İzmir’de 30 ilçenin 30’unda da hayır oylarının önde çıkmasının da ayrıca önemli olduğunu ve hayır oylarının 68.8 orana ulaştığını hatırlatan Çam, “İzmir’deki meslek örgütleri, sivil toplum örgütleri, sendikalar, kadınlarımız ve gençlerimiz, parti örgütümüz büyük bir emek vererek başarılı bir sonuca ulaştık. İzmir geleceğine, Atatürk ilke ve inkılaplarına, cumhuriyete sahip çıktığını bir kez daha gösterdi. Bu nedenle İzmirli seçmenlerimize, yurttaşlarımıza müteşekkiriz. Türkiye geneline bakıldığında da seçmenin yarısı bu iradeyi gösterdi ve hayır dedi. Ama şaibeli bir sonuçla karşı karşıyayız. Bu sonucu kabul etmiyoruz ve demokrasi mücadelemize devam edeceğiz” diye konuştu.
2014’TE BİR SANDIK İÇİN SEÇİMİ İPTAL EDEN DE YSK’YDI…
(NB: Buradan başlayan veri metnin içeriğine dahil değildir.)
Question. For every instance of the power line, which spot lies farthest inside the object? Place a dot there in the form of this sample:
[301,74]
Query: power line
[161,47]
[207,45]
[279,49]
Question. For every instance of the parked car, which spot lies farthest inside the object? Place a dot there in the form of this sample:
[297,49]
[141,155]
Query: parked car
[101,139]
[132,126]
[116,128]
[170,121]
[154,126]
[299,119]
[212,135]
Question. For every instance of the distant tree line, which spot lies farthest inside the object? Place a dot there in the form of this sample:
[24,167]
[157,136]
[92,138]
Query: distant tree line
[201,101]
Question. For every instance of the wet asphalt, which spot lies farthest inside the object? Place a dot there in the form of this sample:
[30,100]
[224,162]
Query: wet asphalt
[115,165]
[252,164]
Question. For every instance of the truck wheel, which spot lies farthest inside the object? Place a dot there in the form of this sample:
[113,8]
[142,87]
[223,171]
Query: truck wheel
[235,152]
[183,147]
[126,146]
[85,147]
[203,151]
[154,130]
Yüksek Seçim Kurulu’nun (YSK) sorunsuz bir şekilde seçmenin büyük bir katılımla sandığa gittiği ve iradesini kullandığı halk oylamasına şaibe bulaştırdığını ifade eden CHP’li Çam, “Ey YSK! Anayasa değişikliği referandumunda AKP'nin isteği ile sonucu değiştirecek miktarda 2,5 milyon mühürsüz zarfı geçerli saydın. Peki, 2014 yılında yapılan yerel seçimlerde yine AKP'nin talebi üzerine bir sandık için seçimi iptal ettin mi, etmedin m? Evet oyu veren de hayır oyu veren de demokratik hakkını kullandı ve sandığa koştu ama iktidar eliyle YSK seçime ve bu demokrasi şölenine gölge düşürdü. Birçok sandıktan müşahitler, sayım sırasında görev yerlerinden uzaklaştırıldılar. Sevsinler sizin serbest seçiminizi!” diyerek eleştirilerini sürdürdü.
HESAP VERECEKLERİ GÜNLER YAKIN
Avrupa Güvenlik ve İşbirliği Teşikilatı (AGİT) referandum ile ilgili açıkladığı ve YSK’nın tutumu nedeniyle sonuçların şaibeli olduğu yönündeki raporuna Erdoğan’ın referandum sonunda ‘atı alan Üsküdar’ı geçti’ söylemine benzer cevap verdiğini hatırlatan CHP’li Çam, “Bu kadarı da fazla! Önce sonuçları yandaş haber ajansının verileriyle açıklayan ve itirazlara rağmen ‘Atı alan Üsküdar’ı geçti’ diyerek dalga geçercesine balkon konuşması yapan Erdoğan, AGİT’in raporunu da tanımadığını söylüyor. ‘Raporunuzu ne görürüz, ne duyarız, ne biliriz, ne de sizi tanırız, yolumuza devam ederiz’ diyor. Bu kadar hukuksuzluğu dünyanın gözüne sokan Cumhurbaşkanı ve iktidar partisi, kör, sağır, dilsizi oynuyor. Bunların hesabını hem Türk halkına hem de dünyaya verecekleri günler yakındır” açıklamasında bulundu.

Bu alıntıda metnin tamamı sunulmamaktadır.